Zjolt and his men quietly entered the building and went to apartment 212 where Igor, their electronics techie, quickly disabled the door’s card holder and entered. The apartment was sparsely but expensively furnished with modern furniture. They settled in to wait for Brett’s return. The techie had enabled the door card again and, as far as he could see, Brett would not find anything wrong when he came back.
The former Navy SEAL returned in the middle of the afternoon, took the elevator to the second floor and inserted his door card in his door to 212. Once again, he held his phone in his other hand. Glancing at it, he grimaced and pressed one of the keys. Instead of entering immediately, he reached into a satchel slung over his shoulder and withdrew a gas mask. Putting the mask over his nose and mouth, he then withdrew a Glock pistol from his satchel and entered the apartment rapidly. The gun was unnecessary. The three men were unconscious, lying on the floor, their bodies twisted in a variety of positions where they had fallen as the gas Brett had released with an instruction from an app on his phone had taken immediate effect.

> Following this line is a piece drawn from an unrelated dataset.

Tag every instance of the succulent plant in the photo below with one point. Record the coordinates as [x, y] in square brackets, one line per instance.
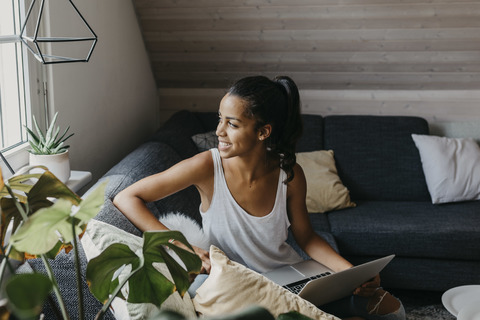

He moved forward rapidly, removing guns from the outstretched hands of two of them. Zjolt was unarmed. He then zip-tied their hands and feet behind their backs and went to switch on the coffee machine in the corner of the sitting room. After that he opened all the windows and, taking a small but powerful fan from a cupboard, he spent the time blowing the gas out of the apartment while waiting for the coffee to percolate.
Brett was halfway through his coffee and bagel with cream cheese when Zjolt was the first man to regain consciousness. The Hungarian groaned and looked up from the floor at Brett, who smiled at him.